Libreville : un budget 2026 de plus de 30,7 milliards FCFA au cœur du Conseil municipal

Réunis du 9 au 10 avril à l’Hôtel de ville, les conseillers municipaux de Libreville planchent sur le budget primitif 2026, un projet financier en forte progression qui traduit les ambitions de développement de la capitale gabonaise.
Dès l’ouverture de la session ordinaire, le maire Pierre Matthieu Obame Etoughe a insisté sur la portée politique de ces assises, appelant les élus à mesurer la responsabilité qui leur incombe. Selon lui, au-delà d’un exercice administratif, l’adoption du budget constitue un levier décisif pour orienter l’avenir de la ville et améliorer les conditions de vie des populations.

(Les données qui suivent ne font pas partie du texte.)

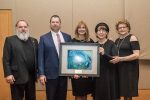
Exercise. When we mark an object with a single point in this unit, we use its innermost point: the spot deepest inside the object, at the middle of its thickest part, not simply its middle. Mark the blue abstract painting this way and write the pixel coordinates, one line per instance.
(80, 59)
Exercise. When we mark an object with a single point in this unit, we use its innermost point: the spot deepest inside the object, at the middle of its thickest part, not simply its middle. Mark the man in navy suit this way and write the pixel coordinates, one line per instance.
(20, 62)
(48, 61)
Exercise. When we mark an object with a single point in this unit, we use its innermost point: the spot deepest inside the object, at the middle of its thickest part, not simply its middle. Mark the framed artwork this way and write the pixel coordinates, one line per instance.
(80, 59)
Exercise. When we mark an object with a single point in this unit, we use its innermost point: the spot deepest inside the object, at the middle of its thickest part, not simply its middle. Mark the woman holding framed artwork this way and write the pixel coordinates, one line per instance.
(82, 85)
(105, 84)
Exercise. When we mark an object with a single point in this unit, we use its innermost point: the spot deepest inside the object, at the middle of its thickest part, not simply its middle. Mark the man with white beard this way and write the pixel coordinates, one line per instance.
(20, 62)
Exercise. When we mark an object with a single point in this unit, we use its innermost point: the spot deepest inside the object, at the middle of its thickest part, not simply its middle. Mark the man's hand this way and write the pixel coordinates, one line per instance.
(10, 79)
(42, 79)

Le projet de budget soumis à examen s’élève à plus de 30,7 milliards de francs CFA, soit une augmentation d’environ 20 % par rapport à l’année précédente. Une progression que l’exécutif municipal présente comme le signe d’une volonté affirmée de renforcer les capacités d’action de la commune. L’objectif affiché est notamment de consolider l’autonomie financière de Libreville, avec un niveau d’autofinancement estimé à plus de 1,7 milliard de francs CFA.
Dans le détail, ce budget repose sur plusieurs priorités structurantes : amélioration du cadre de vie, modernisation des infrastructures, digitalisation des services municipaux, ou encore maîtrise de l’endettement. Des crédits spécifiques sont également alloués aux actions de proximité, notamment dans les arrondissements, ainsi qu’aux initiatives liées à la salubrité et à l’engagement citoyen.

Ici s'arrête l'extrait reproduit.